A water usage expert can help your company target areas for improvement. When it comes to food preparation and processing and sanitation, new, high-quality equipment, combined with water-waste-reduction practices, can reduce water usage.

Investing in High-Quality Equipment

Modern, high-quality equipment can lower energy consumption, eliminate waste, and also lower production costs. Good equipment can also help you automate your production processes so that you can lower the amount of waste due to human error.

A micro spiral oven, for example, can allow you to replace several older batch ovens. This reduces energy consumption and allows you to use less space.

Dicers, meanwhile, can automate the cutting process to reduce waste and operational costs.

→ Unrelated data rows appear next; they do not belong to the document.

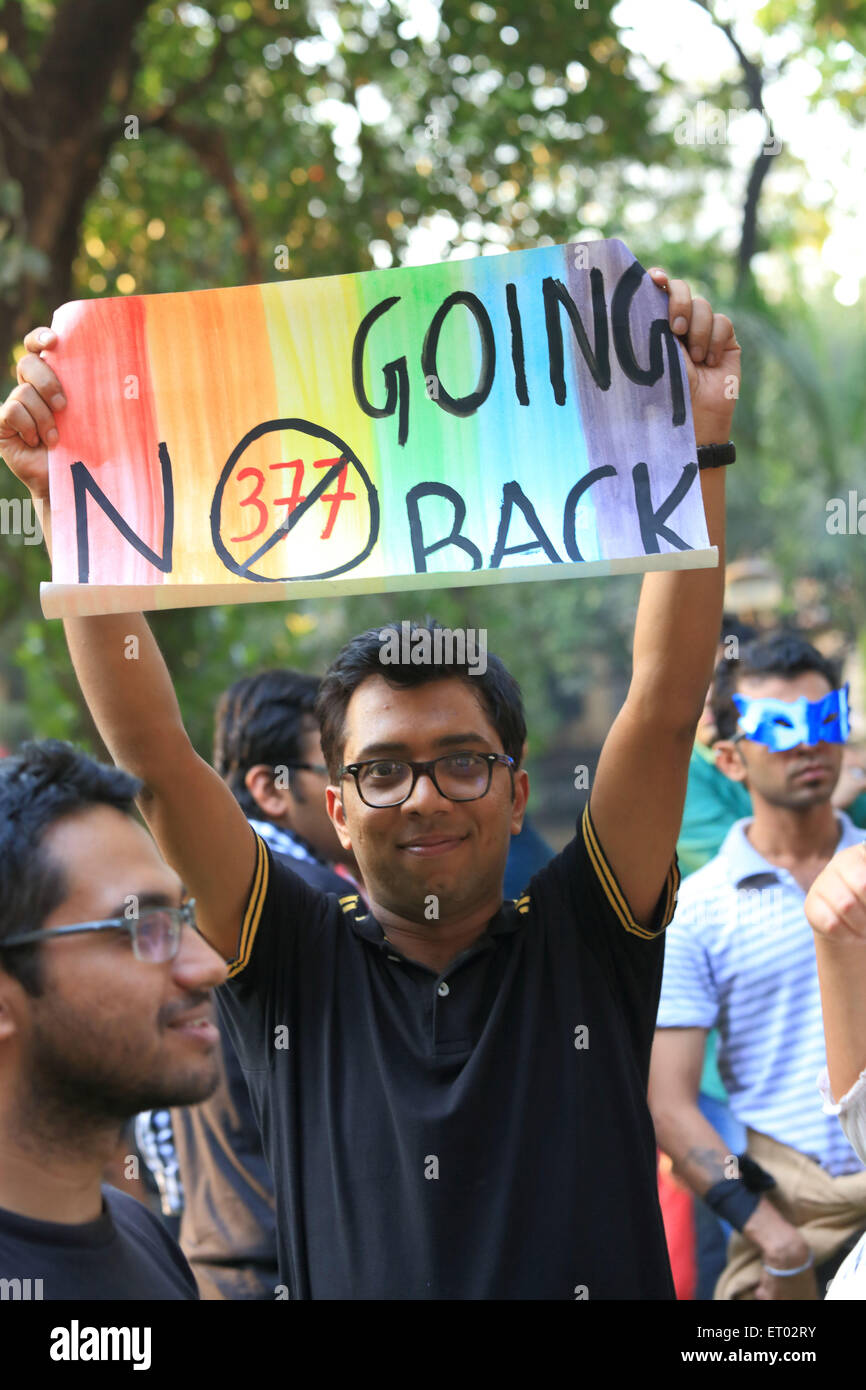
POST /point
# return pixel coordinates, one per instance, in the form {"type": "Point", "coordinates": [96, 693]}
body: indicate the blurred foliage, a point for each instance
{"type": "Point", "coordinates": [338, 131]}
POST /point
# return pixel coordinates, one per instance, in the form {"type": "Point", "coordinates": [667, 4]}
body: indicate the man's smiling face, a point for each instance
{"type": "Point", "coordinates": [428, 844]}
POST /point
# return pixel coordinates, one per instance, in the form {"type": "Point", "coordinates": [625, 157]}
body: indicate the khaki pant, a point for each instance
{"type": "Point", "coordinates": [826, 1209]}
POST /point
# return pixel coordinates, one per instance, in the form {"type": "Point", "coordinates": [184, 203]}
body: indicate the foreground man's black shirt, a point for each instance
{"type": "Point", "coordinates": [480, 1133]}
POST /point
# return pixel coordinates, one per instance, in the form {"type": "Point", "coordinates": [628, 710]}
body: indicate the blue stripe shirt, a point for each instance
{"type": "Point", "coordinates": [740, 957]}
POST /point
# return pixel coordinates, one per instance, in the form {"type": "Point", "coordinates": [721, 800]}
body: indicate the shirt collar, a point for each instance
{"type": "Point", "coordinates": [744, 862]}
{"type": "Point", "coordinates": [503, 922]}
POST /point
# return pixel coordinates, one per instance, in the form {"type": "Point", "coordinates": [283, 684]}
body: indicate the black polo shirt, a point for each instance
{"type": "Point", "coordinates": [480, 1133]}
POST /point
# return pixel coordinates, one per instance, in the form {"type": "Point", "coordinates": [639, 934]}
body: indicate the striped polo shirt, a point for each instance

A good cutting machine can handle a variety of  products without the waste of fines.

Finally, modern sous vide machines appear to provide a more hygienic method for par cooking and vacuum-packing foods like meats. Research has demonstrated multiple benefits to the sous vide method in food production: in addition to reducing the incidence of common pathogens, it can also reduce the need for common flavor-enhancing additives, including salt and other chemicals. Although plastic packaging is still required for sous-vides, it shows great promise in reducing waste related to many other inputs along the entire food production supply chain.

Rethinking Business Operations

In the food industry, your business operations depend on other parts of the food supply chain. One way to increase sustainability is to rethink how you manage your supply chain relationships.

Water waste, food waste, and energy consumption are good places to start. However, you can also look at vendors and other elements of the supply chain to see if they are engaged in the same type of waste reduction and sustainability efforts that you are pursuing.

In addition to changing business operations to pursue sustainability, you can also calculate costs to see which potential changes make the most sense from a business perspective. In many cases, you will find that short-term sustainability investments will pay off in the long run.